Although BioBits are becoming increasingly popular among the country’s science teachers and research-minded parents, this innovation actually stems from federally-funded research performed by the Army Research Office (ARO). When beginning the research process, ARO hoped to develop new synthetic biology tools that would allow living cell materials and enzymes to produce non-biological materials like polymers and chemicals.

But when ARO researchers found that they could fit this biological potential into tiny, inexpensive pellets, the marketing opportunities were immediately obvious. Making BioBits available to today’s students can encourage an interest in biology at an early age and, perhaps, even steer students toward a career in military research.

The Future of BioBit-Related Research

This type of synthetic biology technology is already being used in various manufacturing applications, and its future potential is nearly endless.

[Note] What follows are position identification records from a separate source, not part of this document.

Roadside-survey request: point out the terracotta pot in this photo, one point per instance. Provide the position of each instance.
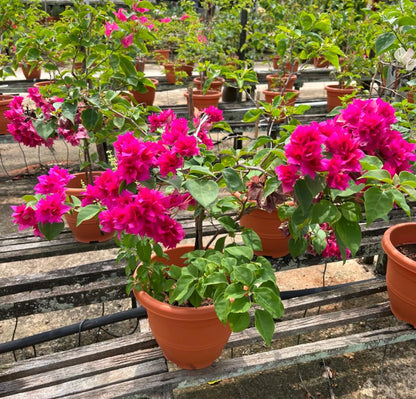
(192, 338)
(187, 68)
(401, 271)
(162, 56)
(216, 84)
(276, 81)
(202, 101)
(170, 73)
(266, 225)
(88, 231)
(147, 98)
(320, 62)
(333, 95)
(31, 75)
(5, 100)
(269, 95)
(229, 94)
(288, 67)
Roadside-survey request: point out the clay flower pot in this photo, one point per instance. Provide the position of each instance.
(88, 231)
(216, 84)
(5, 100)
(148, 97)
(201, 100)
(401, 271)
(334, 93)
(276, 81)
(269, 95)
(192, 338)
(266, 225)
(162, 56)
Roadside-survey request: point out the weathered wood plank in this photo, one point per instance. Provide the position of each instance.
(79, 355)
(250, 364)
(88, 375)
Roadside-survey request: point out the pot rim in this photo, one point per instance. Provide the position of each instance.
(389, 244)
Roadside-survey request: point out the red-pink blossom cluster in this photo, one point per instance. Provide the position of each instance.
(334, 148)
(50, 205)
(22, 115)
(137, 209)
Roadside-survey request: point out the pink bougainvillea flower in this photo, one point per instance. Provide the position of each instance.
(127, 41)
(120, 15)
(110, 27)
(51, 208)
(24, 216)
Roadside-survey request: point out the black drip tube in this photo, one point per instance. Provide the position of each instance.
(135, 313)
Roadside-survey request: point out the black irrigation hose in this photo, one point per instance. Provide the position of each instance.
(138, 313)
(77, 328)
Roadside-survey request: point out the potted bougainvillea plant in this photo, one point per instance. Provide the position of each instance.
(338, 169)
(154, 178)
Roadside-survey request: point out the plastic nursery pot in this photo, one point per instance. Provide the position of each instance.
(201, 100)
(148, 97)
(334, 93)
(88, 231)
(276, 81)
(192, 338)
(5, 100)
(266, 225)
(401, 271)
(216, 84)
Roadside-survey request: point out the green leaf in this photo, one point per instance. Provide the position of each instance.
(378, 174)
(69, 110)
(240, 252)
(44, 130)
(297, 247)
(271, 186)
(238, 321)
(203, 170)
(235, 290)
(325, 212)
(349, 233)
(377, 203)
(90, 118)
(87, 212)
(228, 223)
(240, 305)
(51, 230)
(269, 300)
(252, 115)
(251, 239)
(203, 191)
(264, 324)
(222, 306)
(232, 180)
(351, 211)
(243, 274)
(384, 41)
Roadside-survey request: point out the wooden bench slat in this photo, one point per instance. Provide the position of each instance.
(247, 365)
(78, 355)
(88, 375)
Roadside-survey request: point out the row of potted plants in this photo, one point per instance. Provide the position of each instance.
(319, 179)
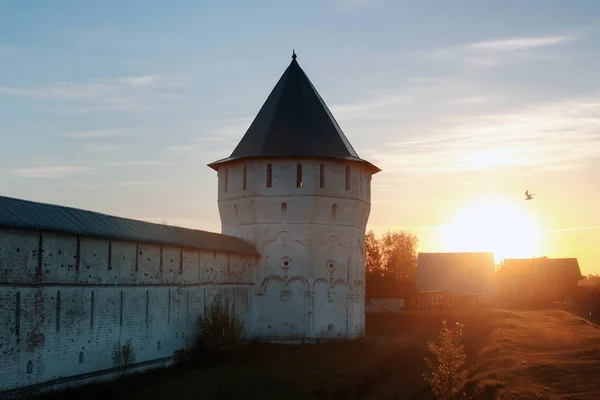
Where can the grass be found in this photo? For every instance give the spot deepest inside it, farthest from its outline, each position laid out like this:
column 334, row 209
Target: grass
column 510, row 355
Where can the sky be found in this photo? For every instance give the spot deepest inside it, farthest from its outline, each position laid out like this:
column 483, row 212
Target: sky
column 118, row 106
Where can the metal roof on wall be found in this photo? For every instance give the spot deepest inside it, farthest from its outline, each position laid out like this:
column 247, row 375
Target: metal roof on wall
column 30, row 215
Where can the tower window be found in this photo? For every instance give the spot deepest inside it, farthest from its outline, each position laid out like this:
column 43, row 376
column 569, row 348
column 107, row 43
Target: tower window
column 298, row 175
column 244, row 174
column 269, row 175
column 347, row 178
column 322, row 176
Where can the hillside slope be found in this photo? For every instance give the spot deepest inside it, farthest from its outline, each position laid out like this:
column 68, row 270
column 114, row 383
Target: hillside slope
column 536, row 355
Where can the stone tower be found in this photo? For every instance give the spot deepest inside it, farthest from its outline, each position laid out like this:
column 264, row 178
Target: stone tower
column 296, row 188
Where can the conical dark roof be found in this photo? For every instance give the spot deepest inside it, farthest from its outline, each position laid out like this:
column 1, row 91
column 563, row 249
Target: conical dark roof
column 294, row 122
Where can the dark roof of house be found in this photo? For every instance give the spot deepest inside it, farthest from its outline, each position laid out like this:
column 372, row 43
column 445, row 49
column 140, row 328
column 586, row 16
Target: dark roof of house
column 294, row 122
column 556, row 267
column 30, row 215
column 456, row 273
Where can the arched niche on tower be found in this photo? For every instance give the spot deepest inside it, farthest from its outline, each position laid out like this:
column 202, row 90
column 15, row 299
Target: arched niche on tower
column 284, row 256
column 357, row 262
column 331, row 260
column 281, row 309
column 330, row 310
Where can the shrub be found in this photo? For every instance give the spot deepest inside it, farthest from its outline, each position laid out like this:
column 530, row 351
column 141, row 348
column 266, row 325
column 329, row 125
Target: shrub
column 123, row 356
column 447, row 372
column 219, row 328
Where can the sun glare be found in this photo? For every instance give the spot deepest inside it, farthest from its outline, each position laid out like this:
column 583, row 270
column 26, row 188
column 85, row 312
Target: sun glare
column 501, row 227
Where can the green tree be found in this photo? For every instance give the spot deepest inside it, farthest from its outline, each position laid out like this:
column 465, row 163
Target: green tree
column 447, row 371
column 391, row 264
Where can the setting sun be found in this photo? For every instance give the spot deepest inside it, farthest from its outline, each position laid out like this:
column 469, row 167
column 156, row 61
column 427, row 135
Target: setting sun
column 498, row 226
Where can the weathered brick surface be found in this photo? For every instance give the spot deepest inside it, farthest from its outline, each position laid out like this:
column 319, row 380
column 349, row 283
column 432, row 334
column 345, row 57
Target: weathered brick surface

For centuries, pharmaceutical companies have relied on animal-derived materials (or the animals themselves) to produce vaccines, medications, and other health-related products. But synthetic biology offers scientists the ability to set up processes by which cruelty-free cellular material can create useful compounds on its own. This cellular material may also be able to test the effectiveness of new medications, essentially eliminating any need for animal testing while providing greater reliability.

These technologies may also be able to fuel integrated orthopedic devices. For example, instead of using a metal-and-plastic artificial knee to replace your natural one, doctors may be able to take a small section of your own bone and essentially grow a new knee joint that doesn’t have an expiration date. For those who have had a limb amputated, synthetic biology can produce a prosthesis that responds to nerve movement and otherwise functions as a natural limb.